Wednesday, December 3, 2008

Vic Mackey suffers a fate worse than death


According to the writers of the Shield, there's a fate worse than death or jail, and that's an ill-fitting suit and a cubicle.

This week (in Canada), the seventh and last season of the Shield came to its exhausting conclusion in a 90-minute Tour de Force that left little doubt that this series, not the Sopranos, is probably the best TV show ever (OK, maybe it's neck and neck with the Wire, but that's another blog).

After watching every episode of the Shield through seven seasons, the finale was in many ways expected and - in many more - shocking. So visceral is the show that after the credits rolled, just after 1:30 a.m. on a work night (thanks, Showcase), I felt so shaken that I couldn't sleep.

Entertainment Weekly sums up the feeling nicely in its review: "S#@! As in, Holy."

*Spoilers*

After Lem's death two seasons ago, we knew that the Strike Team would eventually implode. The big question: would the guys live, die, or go to jail? Who would've guessed all three?

Who dies?

The biggest shock in the finale came early, setting the scene for the quiet scenes later on: Shane, seeing no hope for himself or his family, takes his own life in the bathroom as his former colleagues burst through the door.

The sad reveal: off-camera, he's also taken the life of his wife and child, who are positioned on the bed clutching flowers and the toy police car that Shane bought him in an earlier scene. A real heartbreaker.

Who goes to jail?

That would be Ronnie, who survived two seasons longer than Lem and became a fan favorite late in the show's run, after saying virtually nothing over the first six seasons. Betrayed by Mackey, he's so shocked, he stammers and then completely loses it.

The last time we see Ronnie, he's scrapping with the officers trying to lock him in the cage as Vic walks by without so much as a glance in his direction.

Who lives?

Vic, but he's sacrificed everything. In the end, he's a schmuck in an ill-fitting suit in a jail cell all of his own: a drab and poorly lit cubicle with a PC(!) on which he's told to produce daily 10-page reports, single spaced! The horror!

After some excruciatingly long and quiet close-ups in two key scenes (one at the Barn, one in the cubicle), we can't be sure what Mackey is thinking. Does he feel sorry? Does he harbor regret? Would he do everything all over again? We expect to see a tear roll down his cheek, but it doesn't happen.
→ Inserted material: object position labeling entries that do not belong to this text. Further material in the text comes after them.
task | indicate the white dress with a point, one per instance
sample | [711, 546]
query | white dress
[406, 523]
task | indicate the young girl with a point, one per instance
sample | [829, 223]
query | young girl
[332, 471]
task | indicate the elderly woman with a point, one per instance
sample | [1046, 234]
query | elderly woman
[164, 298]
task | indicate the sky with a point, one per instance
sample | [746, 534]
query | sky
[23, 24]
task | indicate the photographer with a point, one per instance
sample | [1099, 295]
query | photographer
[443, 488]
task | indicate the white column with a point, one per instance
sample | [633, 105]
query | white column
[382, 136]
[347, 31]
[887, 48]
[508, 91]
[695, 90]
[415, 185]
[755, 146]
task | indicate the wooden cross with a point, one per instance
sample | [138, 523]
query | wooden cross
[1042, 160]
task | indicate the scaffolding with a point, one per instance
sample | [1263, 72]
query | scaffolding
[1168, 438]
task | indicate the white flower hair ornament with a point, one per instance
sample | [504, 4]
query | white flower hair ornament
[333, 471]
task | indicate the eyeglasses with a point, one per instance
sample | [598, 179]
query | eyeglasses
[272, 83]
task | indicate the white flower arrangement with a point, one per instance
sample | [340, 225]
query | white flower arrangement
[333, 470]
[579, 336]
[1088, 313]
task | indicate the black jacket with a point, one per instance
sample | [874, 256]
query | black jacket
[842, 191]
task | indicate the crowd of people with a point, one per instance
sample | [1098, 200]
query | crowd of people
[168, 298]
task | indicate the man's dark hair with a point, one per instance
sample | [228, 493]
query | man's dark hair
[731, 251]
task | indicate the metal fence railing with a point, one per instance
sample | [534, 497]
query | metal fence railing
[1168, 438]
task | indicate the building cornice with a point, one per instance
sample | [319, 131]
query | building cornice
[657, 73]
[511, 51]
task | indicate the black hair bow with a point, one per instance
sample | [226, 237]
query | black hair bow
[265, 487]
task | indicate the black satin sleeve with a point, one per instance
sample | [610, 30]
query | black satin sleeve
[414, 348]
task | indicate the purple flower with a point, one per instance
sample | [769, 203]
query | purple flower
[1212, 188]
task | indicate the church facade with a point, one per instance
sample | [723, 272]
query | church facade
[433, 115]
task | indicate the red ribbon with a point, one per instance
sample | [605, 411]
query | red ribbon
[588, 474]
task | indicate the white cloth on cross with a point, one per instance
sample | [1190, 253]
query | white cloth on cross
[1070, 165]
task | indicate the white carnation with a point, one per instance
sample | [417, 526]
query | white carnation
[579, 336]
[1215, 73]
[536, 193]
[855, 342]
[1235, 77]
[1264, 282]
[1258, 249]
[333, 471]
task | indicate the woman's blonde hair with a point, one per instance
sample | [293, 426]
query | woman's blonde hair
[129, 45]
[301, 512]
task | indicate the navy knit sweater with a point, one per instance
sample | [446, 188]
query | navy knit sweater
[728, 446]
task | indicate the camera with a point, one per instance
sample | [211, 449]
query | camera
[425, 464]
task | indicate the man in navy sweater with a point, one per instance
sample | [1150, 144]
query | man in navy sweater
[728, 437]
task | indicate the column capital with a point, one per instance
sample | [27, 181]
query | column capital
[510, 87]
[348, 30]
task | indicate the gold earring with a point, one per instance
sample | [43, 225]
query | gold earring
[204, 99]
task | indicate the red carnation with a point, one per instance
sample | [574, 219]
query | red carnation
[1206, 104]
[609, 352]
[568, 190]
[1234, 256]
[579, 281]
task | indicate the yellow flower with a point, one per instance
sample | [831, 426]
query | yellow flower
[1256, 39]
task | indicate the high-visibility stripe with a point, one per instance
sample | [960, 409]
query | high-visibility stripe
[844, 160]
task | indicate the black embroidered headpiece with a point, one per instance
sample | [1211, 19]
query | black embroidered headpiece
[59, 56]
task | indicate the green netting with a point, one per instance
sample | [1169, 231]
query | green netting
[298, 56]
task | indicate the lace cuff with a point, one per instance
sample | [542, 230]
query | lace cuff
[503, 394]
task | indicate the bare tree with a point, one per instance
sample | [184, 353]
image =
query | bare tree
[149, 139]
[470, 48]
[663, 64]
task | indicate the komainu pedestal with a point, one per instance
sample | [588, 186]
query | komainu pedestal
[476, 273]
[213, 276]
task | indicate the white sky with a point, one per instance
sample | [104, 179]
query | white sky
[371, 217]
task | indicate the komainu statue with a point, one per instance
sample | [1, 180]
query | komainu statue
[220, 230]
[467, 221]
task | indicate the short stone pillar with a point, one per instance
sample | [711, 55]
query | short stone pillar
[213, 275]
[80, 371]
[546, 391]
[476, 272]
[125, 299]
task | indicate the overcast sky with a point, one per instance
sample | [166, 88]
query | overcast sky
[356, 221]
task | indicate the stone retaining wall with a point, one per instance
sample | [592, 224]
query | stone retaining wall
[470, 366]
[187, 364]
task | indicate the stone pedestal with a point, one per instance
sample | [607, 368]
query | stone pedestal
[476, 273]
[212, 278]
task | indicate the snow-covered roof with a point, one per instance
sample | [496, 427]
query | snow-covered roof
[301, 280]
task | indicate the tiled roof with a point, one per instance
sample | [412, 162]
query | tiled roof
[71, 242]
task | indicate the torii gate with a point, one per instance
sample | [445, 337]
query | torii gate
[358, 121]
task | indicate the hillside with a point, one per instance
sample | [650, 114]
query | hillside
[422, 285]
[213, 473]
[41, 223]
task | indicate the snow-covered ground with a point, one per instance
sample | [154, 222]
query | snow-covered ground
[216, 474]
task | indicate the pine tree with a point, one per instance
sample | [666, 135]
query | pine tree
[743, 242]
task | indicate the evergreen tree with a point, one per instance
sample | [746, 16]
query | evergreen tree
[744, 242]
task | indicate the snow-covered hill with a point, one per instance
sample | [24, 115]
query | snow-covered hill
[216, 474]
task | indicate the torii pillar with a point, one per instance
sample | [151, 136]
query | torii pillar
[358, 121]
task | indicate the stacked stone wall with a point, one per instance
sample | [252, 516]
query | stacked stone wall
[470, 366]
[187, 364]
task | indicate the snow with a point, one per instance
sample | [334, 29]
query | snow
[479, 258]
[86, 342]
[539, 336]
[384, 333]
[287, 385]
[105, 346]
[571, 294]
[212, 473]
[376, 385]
In the closing scene, Vic looks out the window as cop cars speed by with their sirens blaring. It looks like he might also take his own life...until he packs his gun into his belt, gets that old snarl on his face, and walks out of the building with renewed purpose.

It's too bad the show is over, because I'd love to see Vic get himself out of this one. Because if there's one thing I've learned from watching the show for seven seasons, it's this: Vic Mackey is much smarter than me.

Other stuff

- One of the show's disappointments is that it never resolved the storyline about Julien's sexuality versus his religious convictions. We see him checking out a couple of guys in the finale, but is he still married to a woman? And going to church?

- We know that Claudette will die soon, but it didn't happen on the finale. I would've bet otherwise.

- Dutch caught his boy serial killer, but I expected a little more cat-and-mouse shenanigans than what we got. The kid's final line is a good one, though. Why have all serial killers spent at least some time in southern California? "Because everyone who goes there wants to be famous."

- As well, the famous scene in season three, in which Dutch chokes his cat to better understand the mind of a serial killer, made me wonder if maybe Dutch did kill the boy's mother in order to frame the kid and get him off the street. Turned out there was no hint of that happening, but it would've been potent storyline to see Dutch go to jail while the Strike Team beat the rap.

- In a nice bit of continuity from a couple of other great cop series, actor/director Clark Johnson, appeared as the witness relocation officer for Vic's wife and kids. An actor on two other classic cop shows: Homicide: Life on the Street, and the last season of the Wire, he also played football with the Toronto Argonauts in the CFL.

- It's also pretty nifty how the surprise crime that happened in the first episode, Vic's murder of officer Terry Crowley (Reed Diamond, also from Homicide) permeated throughout the seven-season arc. In retrospect, it seemed like the crime had been forgotten, until Shane killed Lem, that is.

Dense with plot and more emotionally satisfying than the Sopranos' bait-and-switch finale, it'll be really sad to not have the Shield around anymore. Never has there been a TV show that kept the tension and stakes as high; that it happened in a genre that seemed played out over a decade ago makes it all the more remarkable.